Browner appears to be in the tradition of Patrick Moore, who left (or was forced out, depending on who you believe) Greenpeace more than 30 years ago and almost immediately went to work for polluting industries (including more than a decade for the nuclear industry); of Christie Todd Whitman, another former EPA Administrator now shilling for the industry’s CASE campaign; of Gwynneth Craven, who claimed to be a key part of the Clamshell Alliance in the 1970s even though we’ve never found a Clamshell person who remembers her; of just about every “pro-nuclear environmentalist” the industry has managed to dredge up and foist on the public (with the exception of the Whole Earth Catalog’s Stewart Brand, who actually was anti-nuke once upon a time). That tradition is one of people who were never actively anti-nuclear, never really examined, researched or spoke on the issue when they were supposedly activists, but now claim a past they didn’t really live which provides them with handsome earnings in the present. Their credibility is less than suspect, it is non-existent.
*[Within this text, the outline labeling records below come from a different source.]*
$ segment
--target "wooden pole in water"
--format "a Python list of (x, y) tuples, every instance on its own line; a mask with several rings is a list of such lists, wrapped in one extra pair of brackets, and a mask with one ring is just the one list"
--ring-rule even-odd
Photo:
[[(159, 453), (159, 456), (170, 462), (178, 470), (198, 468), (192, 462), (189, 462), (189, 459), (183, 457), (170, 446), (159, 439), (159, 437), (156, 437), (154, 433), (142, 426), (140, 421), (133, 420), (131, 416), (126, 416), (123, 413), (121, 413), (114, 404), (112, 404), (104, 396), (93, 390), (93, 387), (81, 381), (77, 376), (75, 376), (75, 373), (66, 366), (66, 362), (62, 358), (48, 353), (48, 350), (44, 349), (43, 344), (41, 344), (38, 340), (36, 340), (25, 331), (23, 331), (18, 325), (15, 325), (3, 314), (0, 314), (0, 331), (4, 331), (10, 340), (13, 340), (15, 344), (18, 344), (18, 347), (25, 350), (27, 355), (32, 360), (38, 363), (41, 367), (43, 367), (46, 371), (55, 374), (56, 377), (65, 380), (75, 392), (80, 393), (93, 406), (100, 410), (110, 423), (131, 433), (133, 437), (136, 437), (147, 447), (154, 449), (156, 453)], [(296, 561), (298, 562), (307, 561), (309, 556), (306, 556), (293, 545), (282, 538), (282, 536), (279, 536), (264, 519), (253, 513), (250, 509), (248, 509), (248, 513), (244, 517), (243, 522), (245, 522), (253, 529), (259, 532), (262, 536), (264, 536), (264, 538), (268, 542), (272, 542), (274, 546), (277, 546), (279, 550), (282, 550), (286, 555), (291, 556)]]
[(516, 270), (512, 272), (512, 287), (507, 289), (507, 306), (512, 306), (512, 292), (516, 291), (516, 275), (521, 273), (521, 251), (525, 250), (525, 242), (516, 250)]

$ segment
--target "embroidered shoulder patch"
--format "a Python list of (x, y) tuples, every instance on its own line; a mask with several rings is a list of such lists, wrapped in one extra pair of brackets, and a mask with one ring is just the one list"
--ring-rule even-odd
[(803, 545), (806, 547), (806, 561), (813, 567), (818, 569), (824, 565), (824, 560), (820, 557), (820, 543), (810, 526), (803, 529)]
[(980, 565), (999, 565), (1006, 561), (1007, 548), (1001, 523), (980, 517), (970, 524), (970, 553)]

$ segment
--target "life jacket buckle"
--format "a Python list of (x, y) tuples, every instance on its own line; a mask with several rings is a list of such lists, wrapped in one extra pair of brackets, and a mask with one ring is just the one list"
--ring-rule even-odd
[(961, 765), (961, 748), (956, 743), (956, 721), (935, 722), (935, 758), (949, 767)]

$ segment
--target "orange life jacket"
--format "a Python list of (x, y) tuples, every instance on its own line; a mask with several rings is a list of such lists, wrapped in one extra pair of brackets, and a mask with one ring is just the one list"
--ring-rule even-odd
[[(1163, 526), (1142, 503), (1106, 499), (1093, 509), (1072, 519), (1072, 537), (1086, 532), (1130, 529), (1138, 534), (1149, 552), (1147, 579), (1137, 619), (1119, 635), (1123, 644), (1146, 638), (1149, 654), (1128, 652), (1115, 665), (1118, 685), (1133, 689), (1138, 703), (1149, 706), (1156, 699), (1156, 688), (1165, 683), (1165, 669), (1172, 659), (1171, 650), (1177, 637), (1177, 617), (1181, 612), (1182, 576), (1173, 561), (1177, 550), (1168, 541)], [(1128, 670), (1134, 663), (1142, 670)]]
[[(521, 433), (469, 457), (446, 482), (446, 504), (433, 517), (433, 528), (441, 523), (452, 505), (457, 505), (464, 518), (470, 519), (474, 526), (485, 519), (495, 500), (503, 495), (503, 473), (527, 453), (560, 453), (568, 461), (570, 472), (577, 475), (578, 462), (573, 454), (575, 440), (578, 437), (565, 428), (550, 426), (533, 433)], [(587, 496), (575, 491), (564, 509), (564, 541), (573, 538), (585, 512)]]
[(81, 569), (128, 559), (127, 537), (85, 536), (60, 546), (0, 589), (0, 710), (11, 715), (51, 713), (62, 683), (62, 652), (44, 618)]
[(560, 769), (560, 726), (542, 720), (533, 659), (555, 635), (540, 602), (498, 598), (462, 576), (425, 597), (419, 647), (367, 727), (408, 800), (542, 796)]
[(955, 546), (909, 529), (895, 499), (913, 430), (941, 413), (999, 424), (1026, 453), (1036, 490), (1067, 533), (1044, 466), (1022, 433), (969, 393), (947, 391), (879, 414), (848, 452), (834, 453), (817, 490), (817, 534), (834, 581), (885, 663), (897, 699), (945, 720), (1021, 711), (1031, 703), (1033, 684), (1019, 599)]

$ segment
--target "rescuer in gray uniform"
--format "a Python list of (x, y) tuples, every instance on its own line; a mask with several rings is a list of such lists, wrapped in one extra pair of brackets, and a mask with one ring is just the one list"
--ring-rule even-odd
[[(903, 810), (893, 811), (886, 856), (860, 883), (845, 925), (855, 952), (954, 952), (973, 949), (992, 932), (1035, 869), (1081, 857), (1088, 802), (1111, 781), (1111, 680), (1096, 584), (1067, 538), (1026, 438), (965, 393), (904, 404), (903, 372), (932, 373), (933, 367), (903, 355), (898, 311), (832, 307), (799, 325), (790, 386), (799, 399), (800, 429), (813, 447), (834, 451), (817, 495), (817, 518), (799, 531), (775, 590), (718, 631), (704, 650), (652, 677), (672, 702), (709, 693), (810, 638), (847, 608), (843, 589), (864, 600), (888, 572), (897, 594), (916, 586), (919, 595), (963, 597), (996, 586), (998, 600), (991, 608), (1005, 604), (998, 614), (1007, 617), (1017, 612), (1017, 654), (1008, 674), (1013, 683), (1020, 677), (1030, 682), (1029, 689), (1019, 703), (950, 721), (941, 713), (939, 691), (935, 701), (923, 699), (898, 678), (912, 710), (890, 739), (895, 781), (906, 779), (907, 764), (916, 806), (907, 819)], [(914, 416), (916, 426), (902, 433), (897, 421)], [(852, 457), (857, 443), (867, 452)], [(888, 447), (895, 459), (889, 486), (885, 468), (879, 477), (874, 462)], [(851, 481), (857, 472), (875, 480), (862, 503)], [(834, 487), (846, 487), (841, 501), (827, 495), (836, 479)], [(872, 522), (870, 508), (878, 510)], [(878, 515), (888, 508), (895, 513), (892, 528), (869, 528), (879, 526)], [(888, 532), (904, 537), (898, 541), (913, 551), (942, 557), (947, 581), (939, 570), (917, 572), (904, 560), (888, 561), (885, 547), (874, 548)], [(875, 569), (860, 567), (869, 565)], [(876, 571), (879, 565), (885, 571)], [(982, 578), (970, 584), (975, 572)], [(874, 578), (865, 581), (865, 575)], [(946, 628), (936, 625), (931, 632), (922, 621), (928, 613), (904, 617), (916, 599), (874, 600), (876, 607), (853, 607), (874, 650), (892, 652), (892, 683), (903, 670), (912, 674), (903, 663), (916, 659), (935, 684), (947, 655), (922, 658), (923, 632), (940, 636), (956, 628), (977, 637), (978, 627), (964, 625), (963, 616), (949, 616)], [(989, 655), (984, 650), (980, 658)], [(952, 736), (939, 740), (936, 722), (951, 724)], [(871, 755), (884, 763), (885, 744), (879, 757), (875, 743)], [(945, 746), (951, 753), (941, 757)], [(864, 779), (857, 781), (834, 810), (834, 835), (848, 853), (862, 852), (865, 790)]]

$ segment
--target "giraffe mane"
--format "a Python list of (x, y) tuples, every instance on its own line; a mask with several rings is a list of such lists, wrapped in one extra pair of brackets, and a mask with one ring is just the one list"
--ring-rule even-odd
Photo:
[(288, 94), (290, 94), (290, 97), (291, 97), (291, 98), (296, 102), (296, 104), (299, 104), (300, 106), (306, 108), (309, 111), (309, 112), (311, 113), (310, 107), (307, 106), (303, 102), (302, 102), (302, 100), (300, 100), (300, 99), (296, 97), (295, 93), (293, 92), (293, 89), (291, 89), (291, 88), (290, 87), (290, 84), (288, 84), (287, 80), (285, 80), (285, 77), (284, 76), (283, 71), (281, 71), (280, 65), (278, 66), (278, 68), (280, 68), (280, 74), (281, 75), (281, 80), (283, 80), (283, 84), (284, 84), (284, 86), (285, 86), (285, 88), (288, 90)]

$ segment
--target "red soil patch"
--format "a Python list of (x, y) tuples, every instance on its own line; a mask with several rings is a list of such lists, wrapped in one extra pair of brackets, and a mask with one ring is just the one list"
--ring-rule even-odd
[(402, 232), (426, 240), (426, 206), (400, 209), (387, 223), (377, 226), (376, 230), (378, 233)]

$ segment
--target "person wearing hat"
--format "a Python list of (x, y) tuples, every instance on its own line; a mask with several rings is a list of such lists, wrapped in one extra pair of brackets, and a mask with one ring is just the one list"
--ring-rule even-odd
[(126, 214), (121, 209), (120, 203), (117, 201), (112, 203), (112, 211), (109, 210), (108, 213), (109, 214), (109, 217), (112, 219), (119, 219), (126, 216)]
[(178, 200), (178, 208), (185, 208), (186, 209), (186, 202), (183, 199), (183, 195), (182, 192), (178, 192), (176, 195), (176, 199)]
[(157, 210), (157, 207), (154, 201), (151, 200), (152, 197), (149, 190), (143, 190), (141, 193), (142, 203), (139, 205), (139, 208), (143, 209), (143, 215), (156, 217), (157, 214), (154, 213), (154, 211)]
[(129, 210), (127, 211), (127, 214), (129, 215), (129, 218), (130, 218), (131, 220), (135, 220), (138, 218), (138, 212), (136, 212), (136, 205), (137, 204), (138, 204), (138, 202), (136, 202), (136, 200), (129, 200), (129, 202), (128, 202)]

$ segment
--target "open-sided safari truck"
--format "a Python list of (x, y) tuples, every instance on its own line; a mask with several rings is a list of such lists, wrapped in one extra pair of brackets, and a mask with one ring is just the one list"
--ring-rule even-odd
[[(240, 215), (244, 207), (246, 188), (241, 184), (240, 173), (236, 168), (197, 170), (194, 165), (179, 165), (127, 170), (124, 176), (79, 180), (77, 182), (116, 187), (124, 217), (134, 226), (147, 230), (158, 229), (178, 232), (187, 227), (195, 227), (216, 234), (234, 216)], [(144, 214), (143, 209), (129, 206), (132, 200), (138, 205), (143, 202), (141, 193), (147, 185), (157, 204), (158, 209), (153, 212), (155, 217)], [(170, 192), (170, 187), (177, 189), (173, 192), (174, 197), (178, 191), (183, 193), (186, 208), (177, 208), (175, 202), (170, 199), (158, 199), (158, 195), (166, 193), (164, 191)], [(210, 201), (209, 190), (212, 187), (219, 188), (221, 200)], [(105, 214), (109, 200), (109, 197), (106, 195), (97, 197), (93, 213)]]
As we have mentioned before, however, Browner’s current dual position as Nuclear Matters spokesperson and Chair of the Board of the League of Conservation Voters (LCV) is a conflict of interest, a contradiction that sullies the once good name of LCV. If carbon were the only pollutant in the world, and if nuclear power were actually effective at addressing our climate crisis, Browner’s position detailed in the Forbes article might have some merit. But carbon isn’t the only pollutant–nuclear power has a long list of radioactive toxins associated with it that are released by atomic reactors and nuclear fuel cycle facilities on a daily basis, and released in enormous quantities far too often in nuclear disasters. Nor, as we and others have addressed in detail in our responses to Dr. James Hansen and other climate scientists in these pages, as well as on our main website, is nuclear power an effective means of dealing with climate. There are a myriad of reasons why that is the case; too many to go into now; check out the links. The reality is, waiting on nuclear power to save us from the climate catastrophe detailed by the IPCC and today even by the White House, would surely doom us. The planet might survive in that event; it’s people that won’t.
The stakes, if it weren’t clear before, are high. And that’s why taking on industry front groups and their policies based on greed and self-interest is critical for all of us.